YUP....WE GONNA BE THERE AGAIN.....LOW N SLOW.....:biggrin:


----------



## djmikethecholodj (Nov 20, 2007)

Just added....THE CHOLO DJ.....


----------



## djmikethecholodj (Nov 20, 2007)

TTT


----------



## djmikethecholodj (Nov 20, 2007)

Cancel this...won't be there after all. sorry. See you all June 29th at ther Manchester Mall with Venom CC...


----------



## johnnie65 (Dec 31, 2005)

Only 18 more days!


----------



## LowriderLobo (Mar 20, 2010)

I will be out there


----------



## Ralph B presents (Jul 15, 2012)




----------



## knightbandit88 (Jul 24, 2009)

BumP!


----------



## johnnie65 (Dec 31, 2005)

Only 9 more days.
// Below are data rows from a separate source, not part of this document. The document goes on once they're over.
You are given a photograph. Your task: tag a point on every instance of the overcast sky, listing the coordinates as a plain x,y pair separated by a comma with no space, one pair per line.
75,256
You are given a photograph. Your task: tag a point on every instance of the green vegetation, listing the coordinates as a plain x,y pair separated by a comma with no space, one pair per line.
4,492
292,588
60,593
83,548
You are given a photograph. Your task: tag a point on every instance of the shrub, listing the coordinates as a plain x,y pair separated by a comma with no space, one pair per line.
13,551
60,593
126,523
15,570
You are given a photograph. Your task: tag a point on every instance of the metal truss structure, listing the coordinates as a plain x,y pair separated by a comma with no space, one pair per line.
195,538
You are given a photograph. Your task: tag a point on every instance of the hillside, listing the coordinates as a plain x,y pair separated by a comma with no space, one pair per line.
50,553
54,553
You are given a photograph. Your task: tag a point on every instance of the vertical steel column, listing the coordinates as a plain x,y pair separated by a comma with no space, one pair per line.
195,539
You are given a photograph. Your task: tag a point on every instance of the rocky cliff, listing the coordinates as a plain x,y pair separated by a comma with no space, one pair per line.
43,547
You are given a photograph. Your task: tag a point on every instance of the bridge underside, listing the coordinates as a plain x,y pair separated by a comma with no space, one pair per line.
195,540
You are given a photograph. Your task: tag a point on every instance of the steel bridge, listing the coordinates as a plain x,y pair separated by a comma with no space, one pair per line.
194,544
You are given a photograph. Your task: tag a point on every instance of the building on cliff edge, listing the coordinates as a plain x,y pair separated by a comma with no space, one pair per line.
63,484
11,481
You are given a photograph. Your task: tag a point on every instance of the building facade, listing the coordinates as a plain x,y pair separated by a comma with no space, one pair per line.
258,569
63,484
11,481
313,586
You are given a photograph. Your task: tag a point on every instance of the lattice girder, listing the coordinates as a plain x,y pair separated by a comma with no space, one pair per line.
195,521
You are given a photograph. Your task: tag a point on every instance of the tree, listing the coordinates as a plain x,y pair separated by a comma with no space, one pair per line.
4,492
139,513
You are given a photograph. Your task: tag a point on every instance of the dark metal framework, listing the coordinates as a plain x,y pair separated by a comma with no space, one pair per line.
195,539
Its going to be a good one!


----------



## SWAGON63 (Jan 16, 2012)

TTT


----------



## 75MarkIV559 (Feb 7, 2005)

TTT


----------



## J RAIDER (Feb 23, 2010)

FRESNO CLASSICS car club be there next week...


----------



## johnnie65 (Dec 31, 2005)

Only 1 more week peeps!


----------



## I SPY ON U (Mar 25, 2010)

Just Dippin c.c well be there


----------



## NEWSTYLE 66 (Feb 16, 2007)

few more days:biggrin:


----------



## johnnie65 (Dec 31, 2005)

Less than 4days away.


----------



## JOHNNY CHINGAZ (May 26, 2011)

YUP FROM MOTOWN...U KNOW THE WICKED WILL RIDE TO FRESNAL.....:biggrin:


----------



## JOHNNY CHINGAZ (May 26, 2011)




----------



## LowriderLobo (Mar 20, 2010)

TTT


----------



## 75MarkIV559 (Feb 7, 2005)

3 days aways gonna be crackin


----------



## 75MarkIV559 (Feb 7, 2005)

TTT


----------



## J RAIDER (Feb 23, 2010)

75MarkIV559 said:


> 3 days aways gonna be crackin


:thumbsup: FRESNO CLASSICS car club READY...


----------



## Ralph B presents (Jul 15, 2012)

Best Of Show magazine will be out at the park it's going to be a good show in 3 days


----------



## SWAGON63 (Jan 16, 2012)

TTT


----------



## 75MarkIV559 (Feb 7, 2005)

TTT


----------



## johnnie65 (Dec 31, 2005)

Blvd kings cc is ready. Going to be a warm day though.


----------



## Bivos 64 (Apr 15, 2006)

NOR CAL BLVD KINGS WILL BE IN THE HOUSE.


----------



## MADTOWN (Feb 8, 2009)

Ttt


----------



## Bowtie Legacy (Jul 10, 2004)

Ttt


----------



## riden on whitewall (Jan 29, 2007)

First timer to this function....can't wait !"
TTT....


----------



## johnnie65 (Dec 31, 2005)

riden on whitewall said:


> First timer to this function....can't wait !"
> TTT....


What's up big manny? That's right blvd kings will be out there from all over. Have a safe trip, see you guys in a few hours.


----------



## COPS_ON_PAYROLL (Apr 4, 2008)

IM LEAVING HERE IN A COUPLE HOURS! BLVD KINGS SO CAL WILL BE IN THE HOUSE!!!


----------



## Bivos 64 (Apr 15, 2006)

Cant sleep all pumped up for my first outing of the year, and cause I 'LL be seen all my Blvd King Familia, everyone be safe on the road see u in a few.


----------



## Glideinlowcarclub (Apr 26, 2010)

Bump


----------



## johnnie65 (Dec 31, 2005)

I was first person there this morning. Before the park even opened. Lol. Lady told me 6. Got there at 6;30. Homie didn't open gate til 7. People camping out in park. Like one of those midevil times event.


----------



## COPS_ON_PAYROLL (Apr 4, 2008)

Lol


----------



## REGALHILOW (Apr 19, 2007)

T5
T5
T9


----------



## johnnie65 (Dec 31, 2005)

Had a great time today out there. Good picnic. We took a plaque for most memebers. That was koo. Our club brothers came from all over. Down from so cal area, the bay area, san jose and up from nor cal. Oh us from da NO as well lol.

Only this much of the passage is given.